Pour les plateformes, l’équation est technique autant que juridique. Modérer des images explicites générées par IA implique :
- Des filtres en amont (blocage de requêtes, limites sur certains mots-clés, détection de scénarios à risque) qui doivent éviter les contournements.
- Une détection en aval (classification automatique, hashage, signalements) pour repérer les contenus qui passent malgré tout.
- Une gouvernance produit : choix des fonctionnalités, modalités d’accès, journalisation et audit des comportements à risque.
- Une coopération avec les autorités lorsque des mineurs sont concernés, notamment pour accélérer l’identification des chaînes de diffusion.
Le cas Grok a aussi remis sur la table l’effet « mode » : lorsqu’une fonctionnalité est présentée comme un outil de création ludique, elle peut attirer des usages déviants à grande vitesse. La Commission, elle, observe les résultats : volume, récurrence, capacité de la plateforme à limiter la dissémination sur réseaux sociaux et qualité des réponses aux demandes d’information.
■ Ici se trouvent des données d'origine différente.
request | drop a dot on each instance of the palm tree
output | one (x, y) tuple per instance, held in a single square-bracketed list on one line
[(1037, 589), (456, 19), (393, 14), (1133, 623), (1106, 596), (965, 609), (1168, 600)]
En parallèle, l’Europe et les plateformes examinent déjà des dispositifs complémentaires, comme l’étiquetage des contenus générés, la traçabilité des médias synthétiques ou la mise à disposition d’outils de vérification. Sur ces enjeux, plusieurs initiatives sectorielles sont suivies de près, y compris celles portant sur la détection et la limitation de contenus IA par des acteurs du web, comme l’illustre l’évolution des politiques de limitation de contenus générés. Au-delà des géants du search ou des réseaux, l’enjeu est identique : rendre plus difficile la circulation de médias manipulés sans créer un brouillard d’erreurs qui pénaliserait les contenus légitimes.
À court terme, la pression sur X se concentre sur la conformité : preuves de mesures prises, documentation des changements, efficacité réelle des garde-fous. À moyen terme, l’affaire pourrait servir de cas d’école sur la manière dont la réglementation européenne appréhende les générateurs d’images intégrés aux plateformes sociales, et sur la capacité des entreprises à démontrer une protection des utilisateurs qui ne repose pas seulement sur le retrait après coup.
Dans l’écosystème numérique, le signal est clair : quand des outils d’intelligence artificielle permettent de produire des contenus sexualisés sans consentement, la question n’est plus seulement celle de la viralité, mais celle de la responsabilité de bout en bout.